В произведении искусства работают оба разряда мышления в единстве: с одной стороны, обостреннейшее идеологическое осознание темы и, с другой стороны, – выражение ее путем перевода в разряд образного ощущения, то есть чувственного мышления.
Мне кажется, что в этом единстве двух противостоящих рядов внутри единого сознания и состоит диалектика процесса художественного творчества.
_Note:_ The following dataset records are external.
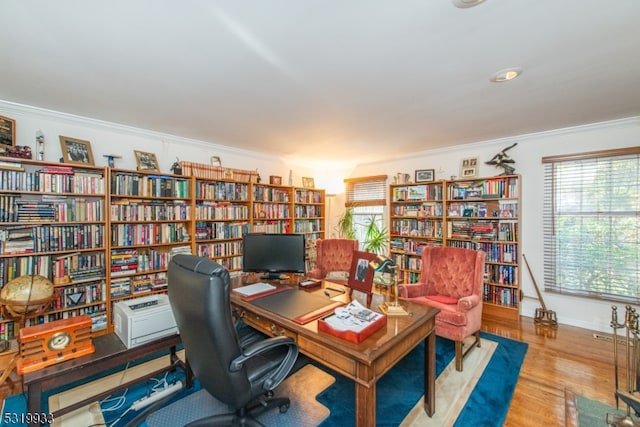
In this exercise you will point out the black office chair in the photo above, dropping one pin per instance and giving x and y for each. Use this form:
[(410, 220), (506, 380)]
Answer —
[(240, 373)]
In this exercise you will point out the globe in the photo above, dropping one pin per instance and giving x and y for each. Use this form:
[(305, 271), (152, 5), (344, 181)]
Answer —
[(26, 294)]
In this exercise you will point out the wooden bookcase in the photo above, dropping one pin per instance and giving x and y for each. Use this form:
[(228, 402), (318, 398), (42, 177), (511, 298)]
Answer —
[(103, 235), (221, 220), (53, 222), (150, 219), (415, 221), (483, 214)]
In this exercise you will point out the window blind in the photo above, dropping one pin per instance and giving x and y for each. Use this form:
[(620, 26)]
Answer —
[(592, 224)]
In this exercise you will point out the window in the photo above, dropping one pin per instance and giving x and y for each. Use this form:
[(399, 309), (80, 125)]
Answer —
[(592, 224), (367, 196)]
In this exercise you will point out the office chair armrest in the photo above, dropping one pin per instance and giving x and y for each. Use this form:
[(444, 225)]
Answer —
[(266, 345)]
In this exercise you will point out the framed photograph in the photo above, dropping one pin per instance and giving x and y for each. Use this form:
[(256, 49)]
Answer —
[(308, 182), (76, 151), (360, 274), (275, 180), (7, 132), (146, 161), (469, 167), (425, 175)]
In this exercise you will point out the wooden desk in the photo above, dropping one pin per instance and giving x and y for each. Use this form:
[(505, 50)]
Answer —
[(364, 363), (110, 353)]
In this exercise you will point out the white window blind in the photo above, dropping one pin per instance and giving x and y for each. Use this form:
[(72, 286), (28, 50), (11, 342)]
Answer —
[(366, 191), (592, 224)]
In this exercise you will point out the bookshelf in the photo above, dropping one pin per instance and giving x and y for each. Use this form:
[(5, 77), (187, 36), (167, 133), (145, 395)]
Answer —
[(53, 220), (221, 220), (415, 221), (483, 214), (271, 210), (150, 218)]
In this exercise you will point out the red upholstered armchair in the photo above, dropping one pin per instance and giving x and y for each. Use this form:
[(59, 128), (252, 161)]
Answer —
[(451, 280), (333, 256)]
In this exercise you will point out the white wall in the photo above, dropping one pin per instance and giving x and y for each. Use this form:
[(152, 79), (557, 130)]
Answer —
[(110, 138), (576, 311)]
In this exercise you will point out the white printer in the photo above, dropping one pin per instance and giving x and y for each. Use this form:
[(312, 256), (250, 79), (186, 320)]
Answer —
[(140, 320)]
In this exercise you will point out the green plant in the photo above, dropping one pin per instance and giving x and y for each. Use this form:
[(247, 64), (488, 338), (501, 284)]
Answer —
[(376, 237), (346, 226)]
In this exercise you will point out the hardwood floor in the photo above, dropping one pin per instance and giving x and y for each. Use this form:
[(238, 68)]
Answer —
[(569, 359)]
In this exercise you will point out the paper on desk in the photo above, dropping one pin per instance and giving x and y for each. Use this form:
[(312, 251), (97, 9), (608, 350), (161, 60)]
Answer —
[(254, 289), (352, 317)]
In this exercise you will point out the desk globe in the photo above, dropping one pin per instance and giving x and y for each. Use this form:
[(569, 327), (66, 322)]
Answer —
[(25, 295)]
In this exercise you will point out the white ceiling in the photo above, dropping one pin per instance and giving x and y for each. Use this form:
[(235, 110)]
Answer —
[(325, 79)]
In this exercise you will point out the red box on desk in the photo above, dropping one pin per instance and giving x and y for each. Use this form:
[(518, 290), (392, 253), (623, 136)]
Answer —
[(356, 337)]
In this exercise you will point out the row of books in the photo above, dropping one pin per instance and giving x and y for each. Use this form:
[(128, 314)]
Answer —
[(501, 274), (501, 296), (150, 210), (212, 210), (421, 210), (147, 234), (307, 196), (417, 192), (10, 268), (215, 250), (133, 184), (221, 230), (229, 191), (270, 194), (50, 238), (308, 211), (307, 225), (271, 210), (76, 181), (416, 228)]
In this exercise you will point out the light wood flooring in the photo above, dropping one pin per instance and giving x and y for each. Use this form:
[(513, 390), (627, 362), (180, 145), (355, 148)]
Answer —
[(568, 359)]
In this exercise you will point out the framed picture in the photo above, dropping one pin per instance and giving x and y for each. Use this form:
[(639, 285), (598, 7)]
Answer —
[(7, 132), (360, 274), (469, 167), (308, 182), (76, 151), (275, 180), (146, 161), (425, 175)]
[…] Обратим здесь внимание на то обстоятельство, что ходом сцены и ее построением мы определенным образом стилистически настраиваем зрителя. Я сказал бы больше 一 воспитываем. Мы его вводим в определенный тип реагирования. […] Внутри же одной сцены или одной постановки это необходимо обязательно учитывать. Если зритель не подведен к моменту кульминации окончательно «обработанным» и пронизанным единой стилистикой – никогда, вопреки самым верным расчетам, не суметь его пронзить и потрясти решающим моментом нашей постановки.
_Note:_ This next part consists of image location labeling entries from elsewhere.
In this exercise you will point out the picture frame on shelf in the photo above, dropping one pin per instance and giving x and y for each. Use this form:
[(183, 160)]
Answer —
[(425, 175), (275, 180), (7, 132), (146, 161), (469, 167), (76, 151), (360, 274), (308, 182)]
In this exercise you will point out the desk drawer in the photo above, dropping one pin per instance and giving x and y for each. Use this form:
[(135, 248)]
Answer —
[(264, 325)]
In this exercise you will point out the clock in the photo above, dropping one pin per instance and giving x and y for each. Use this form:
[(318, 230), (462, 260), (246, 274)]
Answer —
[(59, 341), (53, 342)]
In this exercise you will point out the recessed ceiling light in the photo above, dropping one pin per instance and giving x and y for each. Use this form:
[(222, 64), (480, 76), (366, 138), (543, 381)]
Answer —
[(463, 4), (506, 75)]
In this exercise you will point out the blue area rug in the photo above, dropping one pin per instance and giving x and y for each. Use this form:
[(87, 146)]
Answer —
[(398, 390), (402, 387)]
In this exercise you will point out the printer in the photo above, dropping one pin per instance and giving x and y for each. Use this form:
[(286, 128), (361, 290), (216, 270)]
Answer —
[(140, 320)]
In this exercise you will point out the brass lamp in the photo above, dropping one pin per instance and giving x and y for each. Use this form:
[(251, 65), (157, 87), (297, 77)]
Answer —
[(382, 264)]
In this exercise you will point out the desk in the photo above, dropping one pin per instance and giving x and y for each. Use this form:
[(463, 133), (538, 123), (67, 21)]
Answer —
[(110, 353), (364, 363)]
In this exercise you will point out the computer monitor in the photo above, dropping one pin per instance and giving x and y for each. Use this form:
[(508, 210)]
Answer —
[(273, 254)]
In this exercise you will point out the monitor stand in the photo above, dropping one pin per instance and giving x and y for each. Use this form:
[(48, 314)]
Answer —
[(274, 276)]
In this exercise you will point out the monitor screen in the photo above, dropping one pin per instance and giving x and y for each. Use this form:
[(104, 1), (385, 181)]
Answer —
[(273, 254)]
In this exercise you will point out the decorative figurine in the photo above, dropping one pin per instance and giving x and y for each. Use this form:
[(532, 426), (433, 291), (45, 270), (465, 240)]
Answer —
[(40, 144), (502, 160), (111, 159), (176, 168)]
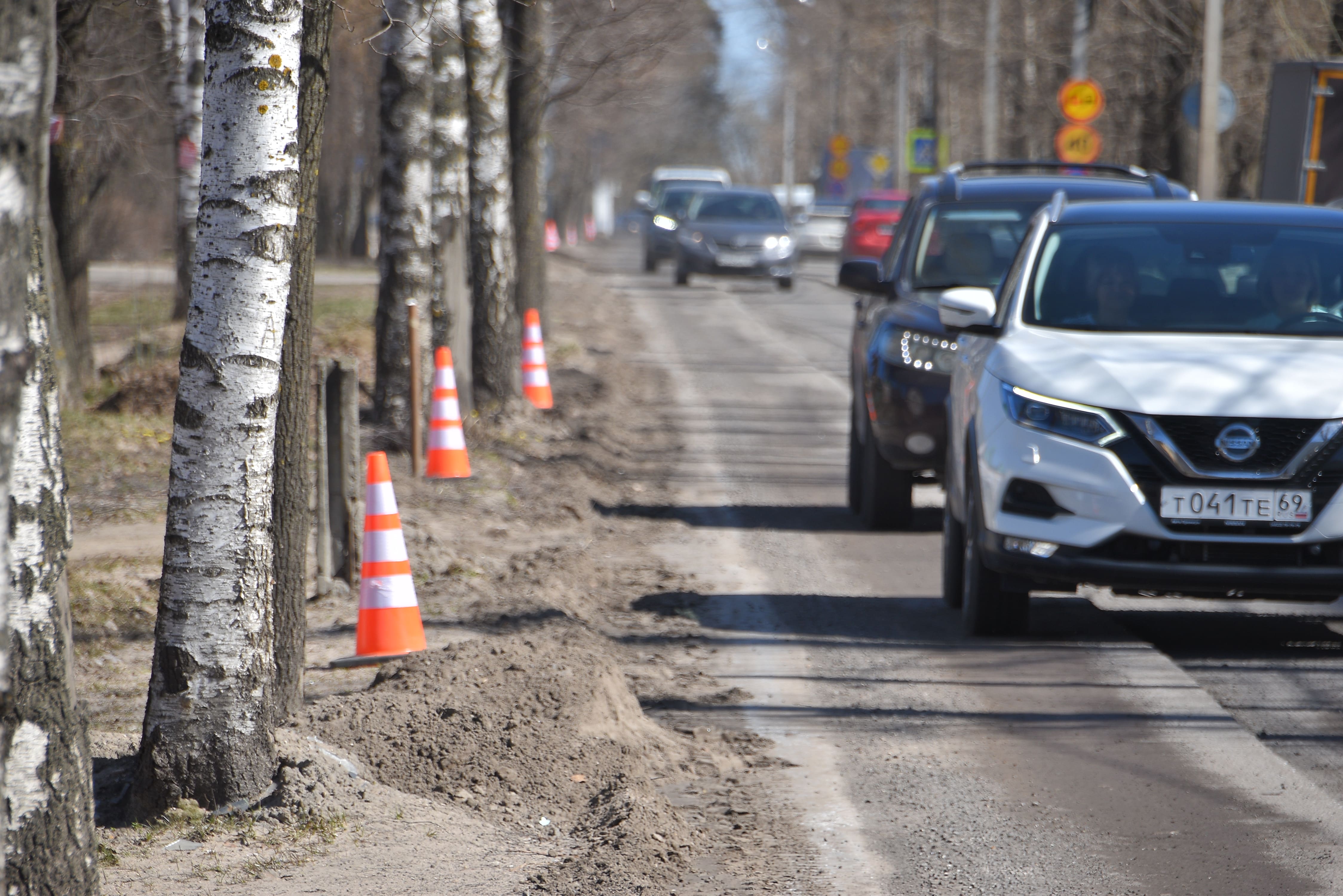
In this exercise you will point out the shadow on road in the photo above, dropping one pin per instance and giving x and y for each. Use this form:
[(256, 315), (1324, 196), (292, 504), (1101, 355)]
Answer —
[(754, 516)]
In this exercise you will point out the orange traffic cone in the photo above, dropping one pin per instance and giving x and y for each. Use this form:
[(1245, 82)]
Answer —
[(446, 447), (389, 614), (536, 381)]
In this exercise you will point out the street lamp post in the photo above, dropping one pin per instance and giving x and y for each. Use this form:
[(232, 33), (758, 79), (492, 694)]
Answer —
[(1211, 100)]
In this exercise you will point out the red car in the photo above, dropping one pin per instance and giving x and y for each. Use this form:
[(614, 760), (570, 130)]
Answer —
[(872, 222)]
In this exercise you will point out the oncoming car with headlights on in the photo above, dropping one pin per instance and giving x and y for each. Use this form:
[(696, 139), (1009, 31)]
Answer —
[(1152, 402), (739, 233)]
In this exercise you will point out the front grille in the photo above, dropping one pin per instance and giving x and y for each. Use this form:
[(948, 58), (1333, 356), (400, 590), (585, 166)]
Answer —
[(1280, 440), (1240, 554), (1323, 475)]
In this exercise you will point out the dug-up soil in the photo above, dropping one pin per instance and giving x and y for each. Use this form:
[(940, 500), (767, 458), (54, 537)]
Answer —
[(515, 755)]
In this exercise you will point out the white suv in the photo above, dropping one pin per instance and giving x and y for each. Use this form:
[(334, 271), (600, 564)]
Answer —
[(1153, 401)]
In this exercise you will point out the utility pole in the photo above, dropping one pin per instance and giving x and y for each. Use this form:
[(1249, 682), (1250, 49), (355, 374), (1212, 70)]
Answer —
[(990, 97), (1211, 100), (902, 112), (790, 113), (1082, 34)]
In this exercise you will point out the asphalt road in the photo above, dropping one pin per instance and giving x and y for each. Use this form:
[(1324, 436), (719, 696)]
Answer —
[(1123, 747)]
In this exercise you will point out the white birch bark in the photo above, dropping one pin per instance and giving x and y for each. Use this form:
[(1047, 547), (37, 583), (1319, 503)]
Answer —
[(450, 306), (185, 44), (406, 244), (49, 774), (27, 70), (496, 327), (207, 730)]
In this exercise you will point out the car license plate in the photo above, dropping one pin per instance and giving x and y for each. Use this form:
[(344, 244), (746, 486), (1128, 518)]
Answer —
[(737, 260), (1255, 506)]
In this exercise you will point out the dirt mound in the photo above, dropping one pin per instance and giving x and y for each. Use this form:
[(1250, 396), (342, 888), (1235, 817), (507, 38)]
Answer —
[(143, 389), (539, 733)]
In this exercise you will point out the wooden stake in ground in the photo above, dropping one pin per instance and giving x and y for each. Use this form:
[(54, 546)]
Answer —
[(207, 730), (293, 473), (496, 326), (49, 774), (27, 68), (407, 185), (185, 44)]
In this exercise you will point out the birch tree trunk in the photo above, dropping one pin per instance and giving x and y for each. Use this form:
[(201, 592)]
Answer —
[(450, 304), (293, 519), (49, 774), (207, 730), (76, 179), (27, 72), (407, 185), (185, 42), (496, 326), (527, 27)]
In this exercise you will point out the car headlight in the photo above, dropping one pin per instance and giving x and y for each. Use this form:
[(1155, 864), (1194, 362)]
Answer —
[(921, 351), (1062, 418)]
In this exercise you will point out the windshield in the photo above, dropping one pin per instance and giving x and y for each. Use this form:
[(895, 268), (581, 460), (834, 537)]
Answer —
[(963, 245), (1201, 279), (735, 207), (675, 202)]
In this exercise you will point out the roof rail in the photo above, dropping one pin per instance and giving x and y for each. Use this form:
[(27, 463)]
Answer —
[(1161, 187), (1056, 206), (1129, 171)]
[…] С возрастанием практического опыта, тренажа и сноровки этот процесс отбора и отбрасывания вариантов часто даже не доводится до стадии сформулированного вывода.
Правильно отобранное решение непосредственно выливается в правильную форму так же естественно и непосредственно, как человек при подлинном аффекте не ошибается, «выбирая» для грусти – слезу, а не танцевальное «па» из канкана.
Развернутый со всем педантизмом, во всех мелочах, процесс отбора имеет целью лишь показать, в чем состоит работа по сценическому оформлению замысла, как сложно бывает найти верное решение, исключающее другие решения, какой большой тренаж, запас сведений и наблюдений надо иметь наготове к любому случаю и как ответственна каждая мелочь. Дискуссионная же сторона 一 не более как леса, необходимые на то время, пока не встало во всей крепости и законченности само здание. Дискуссию с педантичной ее придирчивостью в дальнейшем заменит личная лихорадочная примерка, подгонка, критическое рассмотрение, отбрасывание решений, замена вариантом варианта, когда часами придется мучиться, метаться между монтажным столом и просмотровой будкой или на минуту задумываться при планировке под сотнями глаз осветителей, администраторов с часами на руках, утомленных актеров и рабочих сцены; или, наконец, накануне съемки, ночью, в бессоннице кататься по постели, отрабатывая в мыслях и занося на листки блокнота бессвязные иероглифы или зарисовки, обдумывая планировку на завтрашний день.